Illusion and fantasy must be taking over his reality. Is she a mirage? She must be one. A mirage in the train headed to the desert of the moon. He only managed to look at her. She could be inspiration for his writing. A break from his yearlong writer’s block. But more than anything, this moment could mean happy days and querulous nights, beautiful memories and suspicions of infidelity but it doesn’t matter. He will aim for the Sun again, this time with her, and if they fail, they will have one another in this burden of existence.
When they went out, she threw the newspaper away which she scribbled on earlier. What were you writing in the newspaper? He asked.
“Nothing!” she blushed and laughed and thought that earlier, she could have been bleeding to death or decapitated and couldn’t have lived to experience this moment. Yes, it no longer matters.

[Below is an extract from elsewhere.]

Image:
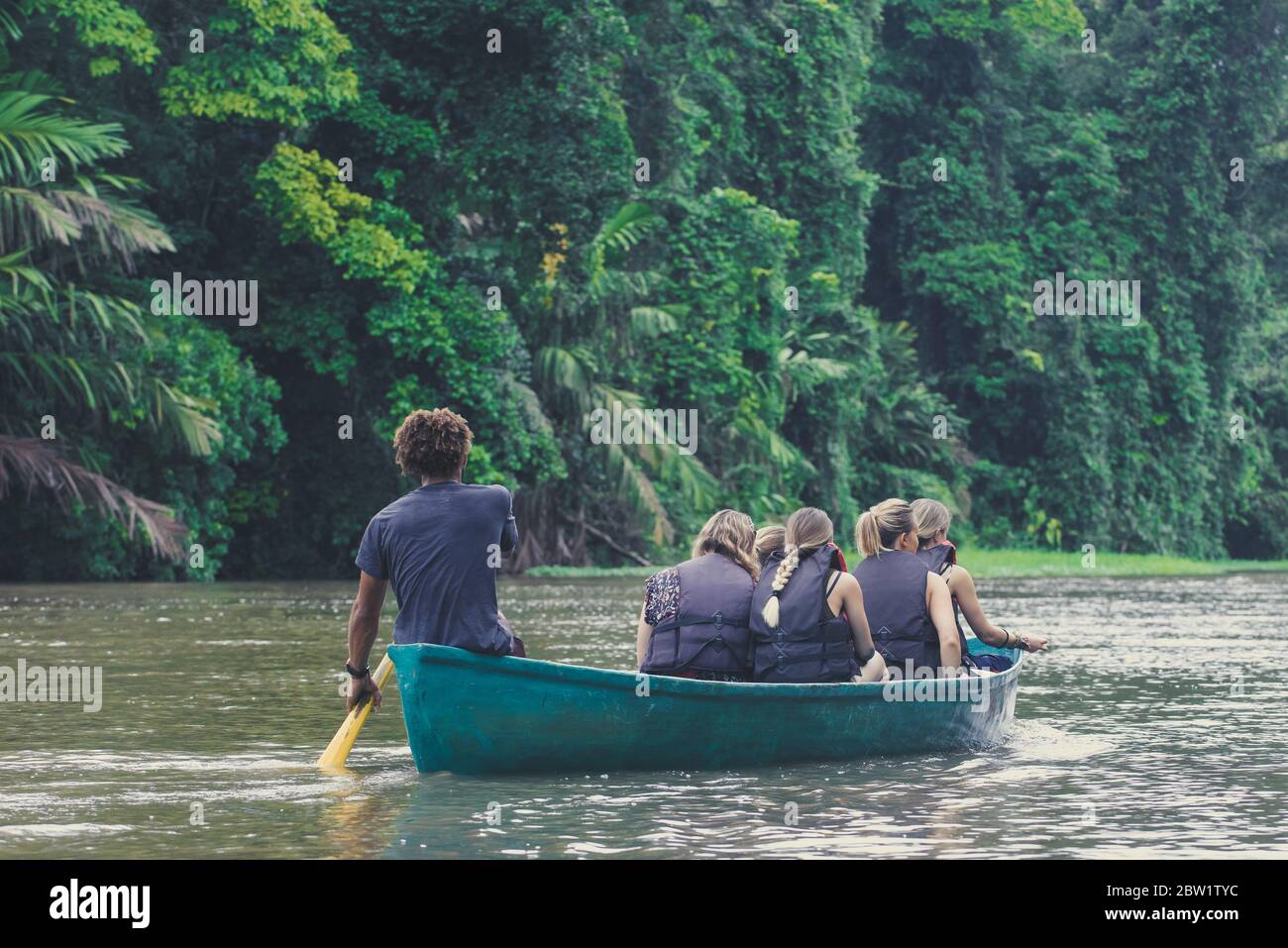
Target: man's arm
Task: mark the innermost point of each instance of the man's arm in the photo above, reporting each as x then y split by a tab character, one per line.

Charon and his train can leave for now without mangling her body against the cold steel.
Both of them wanted to say I love you but they know it won’t amount to anything at that moment—maybe the right words would be, I want to know you. Knowing, meaning having knowledge of—to know each other would be the only way to grasp the uniqueness of one another among the billions of people they could possibly end up with. Their image of one another was set from the beginning without saying a word—a mutual exchange between them already took place even before knowing it. She will be his inspiration, him, her hope.